Machines will have personalities, a father tells his students and his young son who's peeping out from behind the lecture hall projector with wide enquiring eyes.
Indeed technology is the missing character in this subtle short film by cult Polish filmmaker Kryzstof Kieslowski, in which machines are seemingly capable of taking on the most essential of human roles: a computerised formula measures what's safe for a father to tell his child, a communications system conveys an absent mother's words in plain text, a camera holds on to what's essential to remember about the dead, like "The way they moved and whether they were kind."
The boy's aunt uses technology as a starting point, but is always clear in her mind about what it may deliver and what it can't: she praises the boy's accomplishments in using tech as a tool but encourages him to interpret blunt words on a computer screen in a way he can handle, possibly at the expense of The Truth, but she fills in what's missing, she comforts. The boy, like many children his age, is interested in death but his father, a scientist, and his religious aunt give different answers to his naive and insightful questions. The boy's aunt has her own teaching methods, not reliant on lecture halls and projectors, measuring instruments, she simply pulls the child in close and holds him, asking, 'What do you feel?'
'Love.' The boy answers simply. That's what is left, she says. In her reasoning this includes God.
At this point there seems to be less a disjuncture between cool science, human intuition and religion in this child's life as there is a small ideological difference between a father and aunt who are, between them, more or less the yin and yang of good parenting.
Kieslowski is one of those film-makers who can invest a single gesture with several chapters of back story: A hand slicking cologne behind an ear discretely, a homeless man's soft, bleak gaze direct to camera. The filmmaker's signs and portents come thick and fast in this short film and you'll need to be feeling strong to face the father's sleepwalk toward suffering: an infant's innocent question, 'Is he home?' Ink spilling, siren sounds. A helicopter whirring at a distance, smoke unfurling from a fire's embers, the way that corridors shrink, doors close with a clipped sound. The doors keep on closing and we watch the father struggle to not see the evidence gathering for what he already knows.
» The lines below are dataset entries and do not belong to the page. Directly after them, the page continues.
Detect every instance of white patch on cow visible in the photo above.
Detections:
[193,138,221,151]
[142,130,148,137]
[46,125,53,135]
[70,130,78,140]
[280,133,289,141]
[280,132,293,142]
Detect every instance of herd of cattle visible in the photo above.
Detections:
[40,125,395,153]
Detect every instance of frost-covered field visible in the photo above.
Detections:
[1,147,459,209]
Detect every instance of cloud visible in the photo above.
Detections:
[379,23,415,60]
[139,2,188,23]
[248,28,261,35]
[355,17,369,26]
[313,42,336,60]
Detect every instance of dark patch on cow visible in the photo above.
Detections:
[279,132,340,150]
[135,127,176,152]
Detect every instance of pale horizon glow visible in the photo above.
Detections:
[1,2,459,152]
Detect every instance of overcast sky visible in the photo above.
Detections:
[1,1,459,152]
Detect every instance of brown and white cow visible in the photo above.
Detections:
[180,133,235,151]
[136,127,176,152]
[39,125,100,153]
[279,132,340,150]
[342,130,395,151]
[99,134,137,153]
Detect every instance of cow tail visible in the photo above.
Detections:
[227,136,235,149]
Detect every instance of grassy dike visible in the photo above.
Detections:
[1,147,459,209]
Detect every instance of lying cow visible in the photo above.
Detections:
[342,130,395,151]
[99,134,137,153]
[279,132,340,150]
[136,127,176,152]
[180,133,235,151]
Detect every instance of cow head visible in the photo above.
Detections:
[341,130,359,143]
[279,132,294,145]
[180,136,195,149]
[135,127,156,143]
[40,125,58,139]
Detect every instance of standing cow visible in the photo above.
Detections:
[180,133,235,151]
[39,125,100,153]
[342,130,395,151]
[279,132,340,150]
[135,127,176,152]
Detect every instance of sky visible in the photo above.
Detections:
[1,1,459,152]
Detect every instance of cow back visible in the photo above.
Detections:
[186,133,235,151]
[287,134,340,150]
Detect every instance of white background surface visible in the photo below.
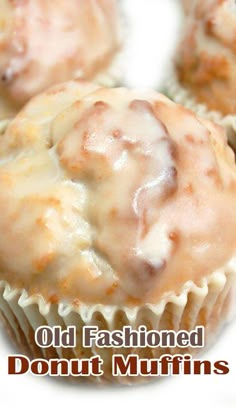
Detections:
[0,0,236,408]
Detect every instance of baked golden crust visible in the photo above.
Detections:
[0,82,236,305]
[176,0,236,115]
[0,0,120,118]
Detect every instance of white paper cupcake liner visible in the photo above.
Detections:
[164,70,236,151]
[0,259,236,384]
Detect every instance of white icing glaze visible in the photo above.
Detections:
[0,0,120,115]
[0,82,236,304]
[176,0,236,115]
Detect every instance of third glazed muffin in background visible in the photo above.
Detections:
[0,0,121,120]
[168,0,236,150]
[0,82,236,381]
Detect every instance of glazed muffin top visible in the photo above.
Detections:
[0,0,120,115]
[0,82,236,305]
[176,0,236,115]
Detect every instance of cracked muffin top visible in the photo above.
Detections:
[0,0,120,118]
[0,81,236,305]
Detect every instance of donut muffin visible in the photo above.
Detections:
[0,0,121,119]
[0,82,236,381]
[169,0,236,149]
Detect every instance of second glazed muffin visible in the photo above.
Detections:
[169,0,236,146]
[0,0,121,120]
[0,82,236,381]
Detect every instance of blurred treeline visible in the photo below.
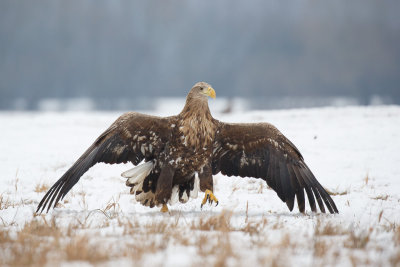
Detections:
[0,0,400,109]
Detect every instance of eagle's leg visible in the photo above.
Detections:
[155,165,175,208]
[199,165,219,208]
[160,204,168,213]
[200,189,219,208]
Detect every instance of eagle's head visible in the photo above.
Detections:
[188,82,215,100]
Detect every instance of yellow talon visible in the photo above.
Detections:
[160,204,168,213]
[200,189,218,208]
'There is no god but God' is the first in a series of ten interlinked films, named collectively Dekalog, or Ten Commandments. But, in spite of the title, if you're looking for straightforward religious fare then this film may not be for you. Each Short in the series is capable of holding several different interpretations simultaneously, and this film is no exception: God is love, in the shape of the boy's warm and intuitive aunt, but also love's opposite in the man who makes nightly fires by the lake where the children will skate later, and who stares coldly and knowingly at the viewer, wiping away a fake tear in a sinister fashion. Equally, the film could hardly be said to be a polemic about the limits of Science when the father's failure as a scientist is so singular and striking (he notes the fire, but fails to recheck his safety calculations about the thinness of the ice his child will later skate on). There is also the very human failing of a parent (the father jumps on the ice to test it for his child, but fails to listen to his own unease, ignores his own intuition of approaching danger, perhaps because he sets little store by intuition). And in emotional extremis, he finds he can't live by his own words about death, "That is it. Nothing. Then it's over." But it was early in the day when he chose those words. And he doesn't exactly have a religious conversion at the day's end. There is just the struggle.
Throughout the film there is somehow always the presence of a crowd: watching, panicking, sinking to its knees in prayer. There's the comfort of ritual, for the aunt, and the drawing of collective strength from something Other, and this is something which the father always seems to stand apart from somehow, he is alone. We sense a rage gathering in the father, which is exquisitely relatable to the bereaved. It feels just right, somehow, that when the boy's father finally approaches the altar it is with the aim to just tear it down, but he also seems to find a kind of solace at the place which he has just broken with his own hands.
Kieslowski hasn't constructed a religious allegory here so much as told a very human tale, filled with all the complexity and nuance which the subject of bereavement and loss deserves. In many ways this short film is ahead of its time in its consideration of how technology and humans may interact. Machines, in this telling, seem possessed of almost magical, dare I say god-like, properties. But it will be the humans in the end, with their weakness, love and broken connections, their attachments and their need for meaning, who'll drive the machines, but also interpret them, and thereby define what the machine is, what we'll do with it, how we'll frame it. What we will remember.